This is so, so very French.
post #23 of 94
Quote:
Originally Posted by holymadness View Post
Why the facepalm? This one is actually still pretty feasible, though for a limited time, if I still wanted to.
post #24 of 94
Well, ignoring childhood stuff, I'm way down the road on plans. . . I'll simplify:

Plan A was university researcher
Plan B was university professor (I didn't want to teach unless forced)
Plan C was private sector researcher

The prereq? A PhD. . .which I don't have

Turns out I couldn't afford to live on the kind of pay science provides.

So I went to Plan D. . . luck and chance

It turns out relying on luck and chance is far more lucrative than being a scientist.
post #25 of 94
Quote:
Originally Posted by Étienne View Post
Why the facepalm? This one is actually still pretty feasible, though for a limited time, if I still wanted to.
Did you go to the ENA?

In principle, I am opposed to the gratuitous expansion of bureaucratic machinery, especially in a country as centralized as France. That your countrymen seem to think nothing of leaving nearly all matters of public life in government hands never ceases to amaze me.

Its general inefficiency and incompetence, however, does not surprise me much.
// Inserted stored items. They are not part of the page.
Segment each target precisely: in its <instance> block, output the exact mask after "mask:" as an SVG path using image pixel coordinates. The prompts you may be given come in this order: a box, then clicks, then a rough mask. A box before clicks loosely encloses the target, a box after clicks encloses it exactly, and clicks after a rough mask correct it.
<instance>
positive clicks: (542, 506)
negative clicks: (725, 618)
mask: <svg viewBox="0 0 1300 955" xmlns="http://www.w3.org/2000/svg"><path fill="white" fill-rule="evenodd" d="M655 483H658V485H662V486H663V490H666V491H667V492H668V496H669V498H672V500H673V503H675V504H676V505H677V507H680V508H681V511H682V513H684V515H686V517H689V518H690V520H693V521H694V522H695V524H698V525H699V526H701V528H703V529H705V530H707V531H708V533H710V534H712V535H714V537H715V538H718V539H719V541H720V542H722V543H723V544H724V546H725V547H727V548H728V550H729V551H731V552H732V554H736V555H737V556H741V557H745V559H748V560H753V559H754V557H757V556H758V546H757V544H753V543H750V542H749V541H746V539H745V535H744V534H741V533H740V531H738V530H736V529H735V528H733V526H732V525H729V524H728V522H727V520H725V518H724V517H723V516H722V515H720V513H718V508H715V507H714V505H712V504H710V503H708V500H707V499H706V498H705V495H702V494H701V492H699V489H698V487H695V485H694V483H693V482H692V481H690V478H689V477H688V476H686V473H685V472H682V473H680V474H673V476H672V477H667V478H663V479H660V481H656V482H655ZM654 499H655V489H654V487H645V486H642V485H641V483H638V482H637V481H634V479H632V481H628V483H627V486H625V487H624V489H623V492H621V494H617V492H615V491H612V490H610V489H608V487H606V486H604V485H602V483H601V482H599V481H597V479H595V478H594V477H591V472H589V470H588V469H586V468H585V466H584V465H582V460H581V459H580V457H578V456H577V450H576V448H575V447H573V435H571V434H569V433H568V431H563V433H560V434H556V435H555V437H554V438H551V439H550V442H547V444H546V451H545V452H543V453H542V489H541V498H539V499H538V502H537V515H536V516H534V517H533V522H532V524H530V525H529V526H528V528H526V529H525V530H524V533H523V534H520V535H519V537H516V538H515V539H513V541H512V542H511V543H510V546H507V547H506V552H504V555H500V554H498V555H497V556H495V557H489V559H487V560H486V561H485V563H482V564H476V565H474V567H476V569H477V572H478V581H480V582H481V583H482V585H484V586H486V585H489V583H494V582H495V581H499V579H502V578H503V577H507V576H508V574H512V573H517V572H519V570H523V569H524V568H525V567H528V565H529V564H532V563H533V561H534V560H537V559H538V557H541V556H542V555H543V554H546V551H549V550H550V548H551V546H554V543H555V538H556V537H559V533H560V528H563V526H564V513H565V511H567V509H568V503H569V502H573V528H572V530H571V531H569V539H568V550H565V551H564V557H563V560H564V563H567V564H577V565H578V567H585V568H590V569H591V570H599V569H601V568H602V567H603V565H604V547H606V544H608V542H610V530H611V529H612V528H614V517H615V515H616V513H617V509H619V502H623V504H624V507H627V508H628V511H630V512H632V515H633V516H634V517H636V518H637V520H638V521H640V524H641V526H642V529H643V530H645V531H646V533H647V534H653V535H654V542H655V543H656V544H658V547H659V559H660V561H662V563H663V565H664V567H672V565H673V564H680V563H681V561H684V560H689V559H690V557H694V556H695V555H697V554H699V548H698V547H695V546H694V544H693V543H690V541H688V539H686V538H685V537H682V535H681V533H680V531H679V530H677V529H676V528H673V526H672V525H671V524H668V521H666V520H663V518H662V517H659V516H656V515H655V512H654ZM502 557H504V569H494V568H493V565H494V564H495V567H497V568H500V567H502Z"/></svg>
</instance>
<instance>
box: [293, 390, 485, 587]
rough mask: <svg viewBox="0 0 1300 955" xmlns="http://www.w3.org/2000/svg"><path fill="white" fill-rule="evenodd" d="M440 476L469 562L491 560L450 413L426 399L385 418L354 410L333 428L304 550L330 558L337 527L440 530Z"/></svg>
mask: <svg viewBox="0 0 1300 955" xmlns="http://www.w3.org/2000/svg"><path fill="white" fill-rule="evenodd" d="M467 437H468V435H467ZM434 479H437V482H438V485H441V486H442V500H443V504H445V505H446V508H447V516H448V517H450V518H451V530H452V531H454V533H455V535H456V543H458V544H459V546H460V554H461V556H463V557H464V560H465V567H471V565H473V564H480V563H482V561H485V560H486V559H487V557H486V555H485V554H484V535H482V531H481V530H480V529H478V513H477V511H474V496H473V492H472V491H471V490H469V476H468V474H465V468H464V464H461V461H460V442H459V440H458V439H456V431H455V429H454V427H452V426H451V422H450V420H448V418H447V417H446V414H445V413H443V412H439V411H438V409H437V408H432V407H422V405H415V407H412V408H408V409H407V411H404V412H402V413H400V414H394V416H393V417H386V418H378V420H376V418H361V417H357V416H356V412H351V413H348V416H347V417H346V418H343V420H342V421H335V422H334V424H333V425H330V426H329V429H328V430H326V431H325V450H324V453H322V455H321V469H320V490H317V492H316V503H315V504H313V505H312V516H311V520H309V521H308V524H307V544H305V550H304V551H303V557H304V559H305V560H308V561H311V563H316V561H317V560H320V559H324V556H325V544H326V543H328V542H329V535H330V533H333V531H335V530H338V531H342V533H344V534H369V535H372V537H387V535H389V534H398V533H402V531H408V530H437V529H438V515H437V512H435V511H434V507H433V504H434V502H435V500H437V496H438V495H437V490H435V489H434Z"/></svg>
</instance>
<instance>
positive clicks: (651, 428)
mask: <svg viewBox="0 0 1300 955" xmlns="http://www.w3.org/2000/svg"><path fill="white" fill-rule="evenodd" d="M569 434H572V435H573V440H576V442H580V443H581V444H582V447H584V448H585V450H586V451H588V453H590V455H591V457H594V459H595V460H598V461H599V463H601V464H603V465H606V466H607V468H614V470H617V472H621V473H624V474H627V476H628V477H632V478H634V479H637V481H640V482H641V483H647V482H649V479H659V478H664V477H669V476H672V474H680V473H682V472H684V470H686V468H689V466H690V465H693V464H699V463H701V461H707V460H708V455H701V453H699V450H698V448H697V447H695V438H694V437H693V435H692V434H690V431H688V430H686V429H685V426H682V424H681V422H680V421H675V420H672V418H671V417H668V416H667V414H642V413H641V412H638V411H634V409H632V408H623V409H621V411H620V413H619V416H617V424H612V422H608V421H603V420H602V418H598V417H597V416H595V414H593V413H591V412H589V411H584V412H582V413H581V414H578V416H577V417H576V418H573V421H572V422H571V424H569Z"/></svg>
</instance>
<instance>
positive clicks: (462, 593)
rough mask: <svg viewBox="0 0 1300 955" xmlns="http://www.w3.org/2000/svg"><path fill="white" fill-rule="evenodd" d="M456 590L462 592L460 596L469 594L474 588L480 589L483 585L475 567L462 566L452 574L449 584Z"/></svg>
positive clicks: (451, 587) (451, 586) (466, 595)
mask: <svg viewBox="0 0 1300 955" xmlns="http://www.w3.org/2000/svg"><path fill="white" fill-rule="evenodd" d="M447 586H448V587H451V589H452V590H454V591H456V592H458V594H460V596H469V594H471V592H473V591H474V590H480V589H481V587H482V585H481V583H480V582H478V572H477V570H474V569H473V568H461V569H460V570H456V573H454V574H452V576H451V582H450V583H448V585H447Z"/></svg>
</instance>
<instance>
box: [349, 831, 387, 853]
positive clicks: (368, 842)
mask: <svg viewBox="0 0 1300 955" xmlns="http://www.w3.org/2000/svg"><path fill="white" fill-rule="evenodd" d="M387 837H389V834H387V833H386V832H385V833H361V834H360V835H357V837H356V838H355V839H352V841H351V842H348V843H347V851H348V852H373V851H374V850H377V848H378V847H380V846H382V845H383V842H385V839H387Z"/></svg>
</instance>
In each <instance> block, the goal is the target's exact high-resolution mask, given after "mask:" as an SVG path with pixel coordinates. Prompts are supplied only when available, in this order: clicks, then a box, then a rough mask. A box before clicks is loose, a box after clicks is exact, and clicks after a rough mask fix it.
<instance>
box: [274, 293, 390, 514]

Interestingly, I'm not sure I can think of another country where public service is as much an honour as in France.
post #26 of 94
Thread Starter 
Quote:
Originally Posted by Milhouse View Post
So I went to Plan D. . . luck and chance It turns out relying on luck and chance is far more lucrative than being a scientist.
explain in detail, hooking?
post #27 of 94
Quote:
Originally Posted by holymadness View Post
Did you go to the ENA?
No, but many of my friends did, and I seriously considered it a few years ago. Theoretically, it is still a carreer option, but increasingly unlikely.

Quote:
Its general inefficiency and incompetence, however, does not surprise me much.
This comment, actually, seems very gratuitous to me. It's also quite revealing. Your facepalm was not, it turns out, really grounded on a deep analysis but rather on a general dislike of the public service. Duly noted.

Quote:
Interestingly, I'm not sure I can think of another country where public service is as much an honour as in France.
This is probably true, but I don't consider this a bad thing automatically like you apparently do.
post #28 of 94
Quote:
Originally Posted by Étienne View Post
This comment, actually, seems very gratuitous to me. It's also quite revealing. Your facepalm was not, it turns out, really grounded on a deep analysis but rather on a general dislike of the public service. Duly noted.
This is an odd dismissal. Firstly, I work in the consular services of a foreign embassy in Paris, so not only do I not have an a priori against government, but I have a good basis for comparison of different systems. Second, as an expatriate in France, I have ample experience with the various government agencies responsible for immigration, residence cards, work permits, drivers' licences, the CAF, the PACS, and so forth. The nature of my work touches on their activities as well. The inconsistency in the application of rules, the arbitrariness of decisions, and the delays of service are astounding from any neutral point of view. Thirdly, I would be surprised if a facepalm has ever been grounded on deep analysis. Il ne faut pas prendre ces choses tellement au sérieux.
Quote:
This is probably true, but I don't consider this a bad thing automatically like you apparently do.
I consider it part and parcel of a larger statism which characterizes French culture, dating from before the French Revolution. The federal government arrogates power to itself in a highly centralized fashion (for example, the steamrolling of municipal authority as part of the Grand Paris project). Citizens then expect it to solve most, if not all, problems that affect the public well-being. This is an unrealistic expectation no matter what your position on government is, but it leads to a swollen bureaucracy that is elaborated in order to regulate and solve issues that are rarely best dealt with by the state. Many are then enticed to work there by the prestige the government has acquired for itself by being the supreme national arbiter. This is obviously a gloss on a complex situation, but I stand by the gist. Note that there is no French equivalent of the phrase 'public/civil servant' -- you say 'fonctionnaire.' The famous French penchant for self-criticism touches everything the government does, but never its necessity to do something. I would be lying if I said that seeing this general attitude expressed in public discourse didn't perplex me somewhat.
post #29 of 94
I've always wanted to be a respectable slacker so I'd say I'm pretty much on track with my goals.
post #30 of 94
Plan A was to be an astronaut and it didn't work out so well. Plan B, to be a well dressed alcoholic, is coming along nicely.